Acte I : Enfance
Scène 1 :
Dans la voiture
Sooleawa à six ans, Papa, Maman, Abawa l'ours en peluche
Elle cognait ses petits pieds contre le bas de son siège, tambourinant son impatience en rythme. Poom, poom, poom.
Sooleawa – C'est quand qu'on arriiiiive ?
Elle vit Papa lever les yeux au ciel dans le rétroviseur, et Maman retenir un rire :
Maman – Tu comptes poser la question toutes les deux minutes ? Bientôt.

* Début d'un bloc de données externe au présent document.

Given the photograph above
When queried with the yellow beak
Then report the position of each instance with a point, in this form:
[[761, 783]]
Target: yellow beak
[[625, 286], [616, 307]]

Elle gonfla les joues, fit un câlin agacé à sa peluche et tourna la tête vers la vitre : le paysage de l'Ontario défilait, montagnard et grandiose. Elle sentait son petit cœur qui palpitait : elle adorait retourner à la réserve. Elle allait voir toutes la famille ; les cousins, Papi, Mamie, le chef de la tribu. En fait, tout le monde est un peu sa famille là bas, elle s'y perd, entre les oncles de Maman et les cousines de Papa. C'est pas grave, ceci dit. Elle aime tout le monde. Mais spécialement les autres enfants de la réserve. Eux aussi, ils l'aiment, ils lui envoient des lettres quand ils sont à la réserve et elle à Toronto ; ils lui disent ce qu'ils ont fait à leur école, elle leur dit ce qu'elle fait dans la sienne, à la « grande grande ville ». D'ailleurs, ils soupçonnent leurs maîtresses de se copier dessus : ils font presque pareil !
Sooleawa – Mamaaaan ?
Maman – Sooleawaaa ?
Sooleawa – Dis, pourquoi tu m'as donné ce prénom là ?

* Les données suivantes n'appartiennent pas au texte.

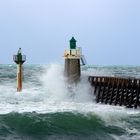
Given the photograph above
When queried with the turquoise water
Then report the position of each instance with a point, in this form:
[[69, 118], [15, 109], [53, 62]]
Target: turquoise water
[[47, 110]]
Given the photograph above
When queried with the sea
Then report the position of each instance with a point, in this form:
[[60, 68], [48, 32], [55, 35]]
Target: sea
[[48, 108]]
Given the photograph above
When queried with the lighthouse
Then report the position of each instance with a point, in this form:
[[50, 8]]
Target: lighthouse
[[72, 57], [19, 59]]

Les sourcils de Maman décollèrent vers son front :
Maman – Parce que c'est joli et on voulait que tu ai un prénom de la tribu.
Sooleawa – Rien d'autre ? Mais Matchitisiw il m'a dit que ses parent l'ont appelé comme ça parce qu'il pleurait tout le temps quand il était bébé !
Bon, d'accord, « il a mauvais caractère », c'est pas le meilleur prénom du monde, mais au moins lui c'était personnalisé. Elle, ça voulait dire « argenté ». C'était pas personnalisé
du tout. Y'a pleins de truc argentés. La lune. Les épées dans les films. Les fourchettes.
Scène 2 :
Au bord du lac
Sooleawa à sept ans, Matthew, Matchitisiw, Leah, Chogan (au même âge), Mamie
Matthew – Le dernier à l'eau c'est une vieille patate !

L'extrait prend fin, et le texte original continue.